Covid, quei posti letto 'negati': "La situazione è gravissima"

Covid, quei posti letto ‘negati’: “La situazione è gravissima”

Le parole del primario di Psichiatria e quei malati abbandonati.

PALERMO – I ‘pazzi’. Così vengono chiamati in quei colloqui intimi e un po’ sporchi, con se stessi, o con amici fidati, al riparo da orecchie indiscrete. Perché la salute mentale è ancora uno stigma. Si perdona ogni tipo di ferita. Anzi, le si corre in soccorso. Si archivia ogni forma di male nel libro sterminato della sofferenza, capitolo per capitolo. Ma la psichiatria, nei recessi delle paure di troppi, fa ancora rima con stregoneria, perché l’abisso che cura, con le sue parole nude, invita ad addentrarsi in zone umane inesplorate. E i cerotti che appiccica, un secondo dopo, possono non esserci più.

E poi ci sono le scelte della Sanità pubblica che sicuramente non sono ispirate ai pregiudizi e tuttavia possono risultare foriere di disagio, al tempo del Covid. Se, per esempio, si decide che un reparto psichiatrico può essere chiuso per fare spazio ai ricoverati del Coronavirus, frantumando così la favola bella che si narra in Sicilia: a nessuno è stato tolto un posto. Leggendo la storia che segue, non pare che sia una affermazione del tutto precisa.

“Il reparto di Psichiatria del Policlinico ‘Paolo Giaccone’ è stato nuovamente chiuso – dice il suo primario, il professore Daniele La Barbera (nella foto), un professionista sensibile che tante volte ci ha aiutato a intravvedere nell’oscurità di storie complicate -. Mi spiace dovere fare questa intervista drammatica e mai avrei voluto. Ma siamo in emergenza e la situazione è gravissima”.
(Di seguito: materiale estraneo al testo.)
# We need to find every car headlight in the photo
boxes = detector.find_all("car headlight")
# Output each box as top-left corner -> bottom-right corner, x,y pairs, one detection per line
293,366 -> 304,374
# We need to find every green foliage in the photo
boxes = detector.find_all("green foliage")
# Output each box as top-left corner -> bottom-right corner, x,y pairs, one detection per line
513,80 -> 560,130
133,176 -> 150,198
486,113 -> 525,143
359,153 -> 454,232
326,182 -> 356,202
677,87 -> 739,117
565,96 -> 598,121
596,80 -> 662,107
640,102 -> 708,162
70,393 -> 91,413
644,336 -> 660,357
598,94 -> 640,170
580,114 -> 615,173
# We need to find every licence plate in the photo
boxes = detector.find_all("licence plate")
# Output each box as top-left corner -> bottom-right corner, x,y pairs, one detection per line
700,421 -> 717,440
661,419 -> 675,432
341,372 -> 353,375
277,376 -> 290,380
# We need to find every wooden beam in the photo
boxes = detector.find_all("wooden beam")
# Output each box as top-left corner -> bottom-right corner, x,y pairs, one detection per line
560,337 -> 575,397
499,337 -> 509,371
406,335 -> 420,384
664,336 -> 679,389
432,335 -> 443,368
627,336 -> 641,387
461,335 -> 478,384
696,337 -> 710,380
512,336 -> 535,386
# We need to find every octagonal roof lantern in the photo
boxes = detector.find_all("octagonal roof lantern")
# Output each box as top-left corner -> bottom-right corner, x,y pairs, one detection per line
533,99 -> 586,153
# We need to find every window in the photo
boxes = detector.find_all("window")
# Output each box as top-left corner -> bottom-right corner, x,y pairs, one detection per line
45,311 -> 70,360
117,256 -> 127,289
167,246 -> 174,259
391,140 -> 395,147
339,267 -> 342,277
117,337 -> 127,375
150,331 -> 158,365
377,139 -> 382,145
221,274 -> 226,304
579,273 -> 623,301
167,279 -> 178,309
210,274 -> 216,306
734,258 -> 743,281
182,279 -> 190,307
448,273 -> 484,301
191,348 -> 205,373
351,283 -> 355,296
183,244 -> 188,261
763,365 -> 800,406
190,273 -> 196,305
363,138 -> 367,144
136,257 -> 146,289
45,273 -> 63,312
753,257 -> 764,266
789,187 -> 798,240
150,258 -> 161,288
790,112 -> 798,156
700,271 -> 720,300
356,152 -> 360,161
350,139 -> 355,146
Non è la prima volta, come il racconto chiarisce e come avevamo già riportato a filo di cronaca. “La prima telefonata – spiega il professore La Barbera – a marzo 2020. Mi viene comunicato che, dato l’aumento esponenziale dei ricoveri, servono i nostri posti letto. E mi viene assicurato che a luglio riapriremo. Rientriamo a luglio, ma del 2021. Lei ha idea di cosa sia una unità inattiva per quindici mesi, che non ricovera, che non porta avanti le sue terapie nei confronti di malati che sono molto spesso gravi e dunque bisognosi di assistenza ospedaliera? Pazienti cronici, difficili che perdono fiducia perché non possono contare più su di noi. Comunque, rieccoci. Solo che a gennaio scorso, altra comunicazione: i nostri posti servono di nuovo, il reparto viene ancora chiuso”.

Daniele La Barbera – risalta nelle chiacchierate con lui – è un uomo di mite fermezza. E quando deve dire qualcosa, non le manda a dire: “Abbiamo calcolato di avere perso circa il cinquanta per cento dei pazienti – incalza il professore -. Molti non ricominceranno più un percorso, perché il rapporto si è interrotto irrimediabilmente, sgretolando il principio basilare della continuità terapeutica. Si parla di tutti, giustamente, delle esigenze sacrosante di tutti e delle cure negate dalla pandemia. Non si parla mai dei pazienti psichiatrici”.

“Oltretutto salta agli occhi – ecco la denuncia – che non è stata messa a punto alcuna programmazione su come affrontare la prevedibile recrudescenza del Covid. Mi pare che siamo in balia di decisioni estemporanee, rese obbligatorie dalla necessità. Abbiamo dovuto dimettere tutti in fretta e furia e non cogliamo segnali incoraggianti sul futuro. Il Policlinico è sede universitaria, c’è anche un colpo mortale dato alla formazione. E questo accade in un momento in cui il disagio psichico è una terribile emergenza. Togliere dodici posti letto a una rete di assistenza psichiatrica cittadina già fortemente carente spiega perché di frequente i pazienti psichiatrici vengano ricoverati fuori provincia e a volte anche fuori regione”. Ma tanto sono ‘pazzi’, nella declinazione ribalda dei nostri timori inconfessabili. Chi mai si prenderà cura di loro, se non i coraggiosi che hanno la forza di scrutare il buio?